THEORETICALLY, SUPERMAN SHOULD BE ABLE TO LIGHT HIS OWN, UM …
In this fun episode of Neil deGrasse Tyson’s show, the astrophysicist answers fans’ questions about the science of superheroes. While I loved hearing his thoughts on Batman and the Hulk—he deems the former the most scientifically plausible superhero and the latter the most implausible—it’s his Superman theory that sticks with me. Delicately put, it involves how the Man of Steel could potentially turn his gas into a flamethrower.
PHIL SPECTOR ONCE PRODUCED AN INTENSE VERSION OF ‘ZIP-A-DEE-DOO-DAH.’
Along with Brian Eno and Kate Bush, guest DJ Greta Gerwig's playlist includes a mesmerizing rendition of the Disney classic performed by Bob B. Soxx & the Blue Jeans. “It’s the most haunting, mournful version of this song that you can think of,” she says. “It’s definitely a song I would like to use in a movie.”
THE LIVE-ACTION BARBIE MOVIE WON’T BE WHAT YOU EXPECT.
I enjoyed Chris Hardwick’s conversation with Oscar-winning screenwriter Diablo Cody. The duo discusses Cody’s early blogging days, why she left Twitter, and her upcoming projects, which include a live-action Barbie movie. She says too many folks misunderstand how girls really play with Barbie; the fun is in putting the dolls in crazy situations (and drawing on them with markers), not just dressing them in tiny heels.
HARMONY KORINE ONCE PERSUADED STRANGERS TO BEAT HIM UP ON CAMERA.
Korine is pretty forthcoming in this interview, in which he talks about the 20th anniversary of Kids and how his filmmaking has evolved. He says one of his early projects involved shooting fights he provoked with real people. That movie didn’t pan out for several reasons; for one thing, the fights didn’t last nearly as long as he thought they would.
THE B-52S WERE ALMOST CALLED FELLINI’S CHILDREN.

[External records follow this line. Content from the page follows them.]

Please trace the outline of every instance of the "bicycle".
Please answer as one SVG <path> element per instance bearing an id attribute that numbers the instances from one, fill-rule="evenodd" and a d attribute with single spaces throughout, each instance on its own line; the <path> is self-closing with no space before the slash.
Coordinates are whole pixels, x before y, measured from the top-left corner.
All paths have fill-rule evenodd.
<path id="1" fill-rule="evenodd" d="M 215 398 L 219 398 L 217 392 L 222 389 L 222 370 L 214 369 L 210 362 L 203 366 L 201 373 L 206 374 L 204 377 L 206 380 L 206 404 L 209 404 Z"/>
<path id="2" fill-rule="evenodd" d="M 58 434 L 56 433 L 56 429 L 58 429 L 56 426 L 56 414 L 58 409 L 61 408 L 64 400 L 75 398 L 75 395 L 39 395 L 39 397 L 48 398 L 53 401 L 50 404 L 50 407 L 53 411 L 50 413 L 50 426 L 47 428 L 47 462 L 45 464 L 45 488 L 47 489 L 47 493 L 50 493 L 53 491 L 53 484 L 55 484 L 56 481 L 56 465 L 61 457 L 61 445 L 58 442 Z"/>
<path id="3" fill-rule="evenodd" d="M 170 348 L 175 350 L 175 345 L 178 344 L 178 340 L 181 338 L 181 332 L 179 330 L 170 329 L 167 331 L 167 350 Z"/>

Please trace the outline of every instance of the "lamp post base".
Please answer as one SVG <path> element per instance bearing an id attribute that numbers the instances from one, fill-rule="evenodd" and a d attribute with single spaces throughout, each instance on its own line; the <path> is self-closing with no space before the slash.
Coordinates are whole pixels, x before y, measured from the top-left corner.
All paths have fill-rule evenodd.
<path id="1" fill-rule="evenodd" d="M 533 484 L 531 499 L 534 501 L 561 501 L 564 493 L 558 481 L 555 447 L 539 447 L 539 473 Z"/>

On this ep, singer Kate Pierson talks about her new solo record and the colorful history of the B-52s. Among her revelations: Band members almost dubbed themselves Fellini’s Children because of their obsession with the director.
YOU CAN STILL LEARN SOMETHING AFTER SEEING A MOVIE 22 TIMES.
In 2014, two New Zealand pals decided to start a podcast where they watched Grown Ups 2 every week for a year. After achieving their goal, they decided to do it again … with Sex and the City 2. As time goes on, their observations get progressively sillier, to the point where they’re now comparing the movie to Tommy Wiseau’s The Room. If only all actors and filmmakers were as dedicated as these guys, Hollywood would be in pretty decent shape.